Messenger finally gets end-to-end encryption by default – The Verge

Meta is introducing end-to-end encryption for individual chats and calls in Messenger, finally fulfilling a promise that has been in the works for a long time. When end-to-end encryption is enabled, only you and the person you send a message to on Messenger can see its contents, the company claims.

Encrypted chats were first introduced in 2016 as an opt-in feature in Messenger, but after a long time, end-to-end encrypted messages and calls will become the standard for conversations between two people.

“It took years to implement because we took the time to do it right,” said Loredana Crisan, vice president of Messenger, in a statement shared with The Verge. “Our engineers, cryptographers, designers, policy experts and product managers have worked tirelessly to build Messenger features from the ground up.”

According to Crisan, you won’t have to miss out on messenger features when using encrypted chats, so you can still enjoy things like themes and custom reactions.
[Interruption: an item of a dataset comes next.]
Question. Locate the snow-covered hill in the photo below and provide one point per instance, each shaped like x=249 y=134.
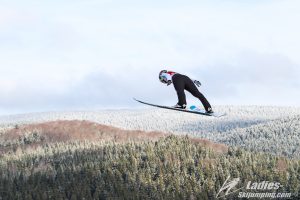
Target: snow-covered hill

However, Crisan points out that it could “take some time” until all Messenger chats are switched to standard encryption.

Encrypted Messenger chats require you to create a PIN if you want to transfer them to a new device.

Although this is a good step, end-to-end encryption for group messenger chats is still optional for now. Instagram messages are also not encrypted by default, although Meta said in August that this would happen “shortly after” the introduction of standard private Messenger chats.

CEO Mark Zuckerberg announced in 2019 that the company planned to move to encrypted, ephemeral messages in its messaging apps. “I believe that the future of communications will increasingly shift to private, encrypted services where people can be confident that what they say to each other remains secure and that their messages and content do not persist forever,” wrote he said in a Facebook post. “This is the future I hope we will help shape.”

Enabling encryption by default means that Meta not only cannot see the contents of most messenger chats, but also cannot pass them on to law enforcement. Last year, the company made headlines when a 17-year-old from Nebraska and her mother were charged with an illegal abortion after police obtained their Messenger chat history. Anti-encryption advocates say the technology makes it harder to find bad actors on messaging apps like WhatsApp, which are already encrypted by default.